Kino was born on July 20, 1865, the first year of the Keio era (the traditional calendar of
Japan), in Saikai Village, Hakui district (now Saikai, Shika Town). At some age, probably in her late teens, she boarded a ship of Kitamae line from the port of Fukura and headed for Ezo (now Hokkaido). Since she was an illegitimate child, she may have been driven out to reduce the number of mouths to feed. Even so, it was a courageous decision. She met and married Sasaki Iwazo, who was from Mano Village, Sadogashima (now Mano-cho, Sado City). He was 12 years older than her. I don't know exactly when she and Iwazo started a family, or when they settled in my town Nemuro. According to the family register, their first child was born in August 1887, so it must have been before that. Kino was probably around 20 years old at the time. Iwazo had a wife and children. She got together with him despite that, and drove his ex-wife and her children to Sadogashima. Iwazo passed away in 1906, and Kino supported her family by selling fish alone until my father became independent at the age of 40.

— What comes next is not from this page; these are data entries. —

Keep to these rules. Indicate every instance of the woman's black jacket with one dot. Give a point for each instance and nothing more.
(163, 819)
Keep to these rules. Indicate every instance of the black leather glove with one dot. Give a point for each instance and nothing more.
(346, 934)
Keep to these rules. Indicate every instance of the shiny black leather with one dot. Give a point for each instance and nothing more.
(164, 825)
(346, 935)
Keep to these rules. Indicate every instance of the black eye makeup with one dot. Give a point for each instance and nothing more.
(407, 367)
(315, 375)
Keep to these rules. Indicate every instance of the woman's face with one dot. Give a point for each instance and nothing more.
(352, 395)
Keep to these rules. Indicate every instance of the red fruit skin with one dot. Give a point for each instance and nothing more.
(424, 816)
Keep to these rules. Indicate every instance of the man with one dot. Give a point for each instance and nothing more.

I only lived with Kino for nine years, until she was tragically killed in an air raid on July 15, 1945, but she left a strong impression on me that continues to this day. As I grew up, I became convinced that I had received a lot from her life. Noto was the home of many shipping companies and sailors, and there was a route for Kitamaebune ships, so it is certain that she received a lot of support on her journey. Still, the weight of a young woman's decision to leave her hometown and set sail for a faraway unknown land is unimaginable in this day and age. There was a time when I was proud that my will to leave the land of my birth and go to the farthest reaches of the earth to study might have been something of her genes. But now, at this age, when I think about it again, words like "respect" and "honor" are too commonplace to describe her way of life. I am no match for her strength of will and unrestrainedness.
Sometimes I wonder. If she had lived another 10 years without such a tragic death, how would she have responded if I had crossed the Tsugaru Strait to go to college and escaped from my family? My parents wanted to keep me at all costs, but would she have gone along with it? When I was in high school, I thought my grandmother would have been vehemently against it. She must have argued that it was unacceptable for the eldest son not to support his parents. I was in a complicated state of mind, with feelings of grief over my grandmother's death and the thought that her death might have made it easier for me to gain freedom. However, recently, my thoughts have changed, and I have come to think that my grandmother would have been happy about my adventurous departure on the opposite path, in light of her own experience of leaving Noto. She was not given the opportunity to study in Noto, and she ended her life without even learning the bare minimum of reading and abacus. I think that this is why she unconditionally supported my ambition.
My family's life was Noto-style, both before the World War 2 and after the War, when everything was burned down. Strangely, there was no trace of my grandfather Iwazo, who was from Sadogashima, in my house, and most of the people who came and went and those I had contact with were from Noto. In that town back then, people lived by gathering together and supporting each other according to their place of origin. Organizations based on place of origin were spread throughout that small town. The Ishikawa Prefecture Association, the Hakui Discrift Friendship Association, and the Saikai Village Friendship Association supported each other not only in business, but also in weddings, funerals, and mutual support. I think it's safe to say that I learned during this time that humans live by supporting each other.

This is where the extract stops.